All metrics have the same prefix ("namespace") which may be configured using a command line option --metrics-prefix or controllerOptions.metricsPrefix Helm chart parameter. The default prefix is git_events_runner.

Below is a detailed explanation of all the metrics. Metric names are specified without the prefix (just for the sake of more compact presentation).

Controller metrics

Name Type Labels Description
reconcile_count Counter namespace
resource_kind
resource_name
Total number of reconciliations (updates) of each resource, including failed.
failed_reconcile_count Counter namespace
resource_kind
resource_name
Number of failed reconciliations.
reconcile_duration_seconds Histogram namespace
resource_kind
resource_name
Reconciliation duration for each resource.

Note: ScheduleTriggers need to be reconciled so far.

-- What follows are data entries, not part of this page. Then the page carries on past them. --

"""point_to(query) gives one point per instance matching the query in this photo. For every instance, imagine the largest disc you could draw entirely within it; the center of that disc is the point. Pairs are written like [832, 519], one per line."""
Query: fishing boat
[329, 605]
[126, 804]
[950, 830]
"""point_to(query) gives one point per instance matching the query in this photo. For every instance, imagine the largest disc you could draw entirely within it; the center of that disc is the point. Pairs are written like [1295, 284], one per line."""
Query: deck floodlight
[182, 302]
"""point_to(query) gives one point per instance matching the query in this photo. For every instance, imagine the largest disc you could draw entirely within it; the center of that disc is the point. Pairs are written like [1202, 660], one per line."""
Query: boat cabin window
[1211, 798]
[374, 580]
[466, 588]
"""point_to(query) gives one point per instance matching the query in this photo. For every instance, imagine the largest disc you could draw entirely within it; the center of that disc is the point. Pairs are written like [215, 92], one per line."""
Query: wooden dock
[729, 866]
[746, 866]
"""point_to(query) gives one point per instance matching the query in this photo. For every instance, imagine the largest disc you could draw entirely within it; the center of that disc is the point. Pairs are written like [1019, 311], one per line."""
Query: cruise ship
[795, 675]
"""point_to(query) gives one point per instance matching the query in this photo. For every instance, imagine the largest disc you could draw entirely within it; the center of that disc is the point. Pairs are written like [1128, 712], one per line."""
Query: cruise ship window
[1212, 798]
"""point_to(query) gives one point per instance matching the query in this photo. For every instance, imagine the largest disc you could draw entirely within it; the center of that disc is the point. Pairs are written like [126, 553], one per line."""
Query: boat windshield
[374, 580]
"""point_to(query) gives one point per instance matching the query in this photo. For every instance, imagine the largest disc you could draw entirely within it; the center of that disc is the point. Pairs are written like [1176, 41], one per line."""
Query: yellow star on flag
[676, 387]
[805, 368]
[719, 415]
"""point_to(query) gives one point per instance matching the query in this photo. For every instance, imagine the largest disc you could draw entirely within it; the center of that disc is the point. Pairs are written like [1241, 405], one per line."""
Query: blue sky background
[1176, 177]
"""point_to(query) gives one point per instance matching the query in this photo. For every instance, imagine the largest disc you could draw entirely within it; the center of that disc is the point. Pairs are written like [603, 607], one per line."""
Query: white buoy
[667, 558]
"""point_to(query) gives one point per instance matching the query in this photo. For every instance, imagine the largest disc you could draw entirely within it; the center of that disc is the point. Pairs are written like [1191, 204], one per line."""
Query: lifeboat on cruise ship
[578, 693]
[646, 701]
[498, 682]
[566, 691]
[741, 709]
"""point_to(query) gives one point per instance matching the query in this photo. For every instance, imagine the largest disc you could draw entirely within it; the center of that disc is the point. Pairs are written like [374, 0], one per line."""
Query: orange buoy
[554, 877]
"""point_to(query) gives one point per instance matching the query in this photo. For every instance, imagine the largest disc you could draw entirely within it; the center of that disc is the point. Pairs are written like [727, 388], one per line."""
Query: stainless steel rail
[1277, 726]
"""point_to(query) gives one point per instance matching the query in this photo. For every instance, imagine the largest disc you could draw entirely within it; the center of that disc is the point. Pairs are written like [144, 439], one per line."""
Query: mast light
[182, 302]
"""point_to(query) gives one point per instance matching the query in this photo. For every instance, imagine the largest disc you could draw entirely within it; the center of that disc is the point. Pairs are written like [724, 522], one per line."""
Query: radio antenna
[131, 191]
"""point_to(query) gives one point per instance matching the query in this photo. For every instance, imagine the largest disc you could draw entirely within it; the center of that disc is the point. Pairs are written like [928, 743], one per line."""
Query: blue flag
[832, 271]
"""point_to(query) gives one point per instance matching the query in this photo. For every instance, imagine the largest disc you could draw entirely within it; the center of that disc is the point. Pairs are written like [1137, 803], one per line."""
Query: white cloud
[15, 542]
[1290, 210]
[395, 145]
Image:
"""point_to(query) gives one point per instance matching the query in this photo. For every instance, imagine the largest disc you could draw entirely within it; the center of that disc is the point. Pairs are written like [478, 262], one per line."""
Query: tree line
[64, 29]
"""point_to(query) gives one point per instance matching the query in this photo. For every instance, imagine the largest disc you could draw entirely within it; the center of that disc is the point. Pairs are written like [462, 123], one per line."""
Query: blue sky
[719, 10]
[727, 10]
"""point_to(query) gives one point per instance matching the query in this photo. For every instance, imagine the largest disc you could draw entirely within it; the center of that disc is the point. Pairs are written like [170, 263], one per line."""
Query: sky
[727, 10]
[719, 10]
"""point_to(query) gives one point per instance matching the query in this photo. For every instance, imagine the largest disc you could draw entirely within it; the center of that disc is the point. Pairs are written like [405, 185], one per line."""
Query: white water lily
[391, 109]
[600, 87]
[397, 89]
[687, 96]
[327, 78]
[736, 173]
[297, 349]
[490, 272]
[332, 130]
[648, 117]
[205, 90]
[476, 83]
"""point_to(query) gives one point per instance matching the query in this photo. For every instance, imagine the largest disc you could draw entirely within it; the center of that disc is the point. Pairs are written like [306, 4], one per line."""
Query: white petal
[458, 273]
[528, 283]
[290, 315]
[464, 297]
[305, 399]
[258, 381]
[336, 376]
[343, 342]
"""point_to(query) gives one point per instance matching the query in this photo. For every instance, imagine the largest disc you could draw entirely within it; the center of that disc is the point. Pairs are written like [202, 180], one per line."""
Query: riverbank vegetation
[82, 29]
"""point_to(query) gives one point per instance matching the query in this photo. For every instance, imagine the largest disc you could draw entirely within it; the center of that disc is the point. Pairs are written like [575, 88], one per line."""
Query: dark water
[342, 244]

All other resources have no external state.

Triggers metrics

Name Type Labels Description
trigger_check_count Counter namespace
trigger_kind
trigger_name
Total number of source checks executed by each trigger.
trigger_check_duration_seconds Histogram namespace
trigger_kind
trigger_name
Execution duration of source checks for each trigger.

Webhooks metrics

These metrics are related to incoming webhook requests processing.

Name Type Labels Description
webhook_requests_count Counter namespace
trigger_name
status
Total number of webhook requests served by each trigger.
webhook_requests_duration_seconds Histogram namespace
trigger_name
status
HTTP request processing duration for each trigger.
This is time to schedule check task but not time of task execution.

Notes: - Since all webhook triggers have the same resource kind (WebhookTrigger) corresponding label is omitted. - status label represents HTTP response status code which was returned on request.

Jobs metrics

These metrics are related to actual action jobs executing.

Name Type Labels Description
jobs_queue_limit Gauge - Current limit of the simultaneously running Jobs (actual action.maxRunningJobs config parameter).
jobs_queue_waiting Gauge - Current number of Jobs waiting for start in the queue.
jobs_queue_running Gauge - Current number of running Jobs.
jobs_queue_waiting_duration_seconds Histogram - Duration of time each Job spent in the waiting queue before starting.
jobs_queue_completed_count Counter namespace
trigger_kind
trigger_name
source_kind
source_name
action_kind
action_name
status
Total number of completed Jobs with respect to trigger, source, action and final status.
jobs_queue_completed_duration_seconds Histogram namespace
trigger_kind
trigger_name
source_kind
source_name
action_kind
action_name
status
Duration of time each Job was in a running state.
This metric is actual for finished (successfully of failed) jobs only.
It's absent for deleted or expired Jobs.

Status label explanation:

Value Description
Succeed Job finished successfully.
Failed Job finished but failed.
Expired Job was not running because it was waiting in the queue more than its waiting time limit, defined by config or action parameter jobWaitingTimeoutSeconds.
Deleted Job was deleted before it was finished.
CreateError Job was not created due to Kubernetes error.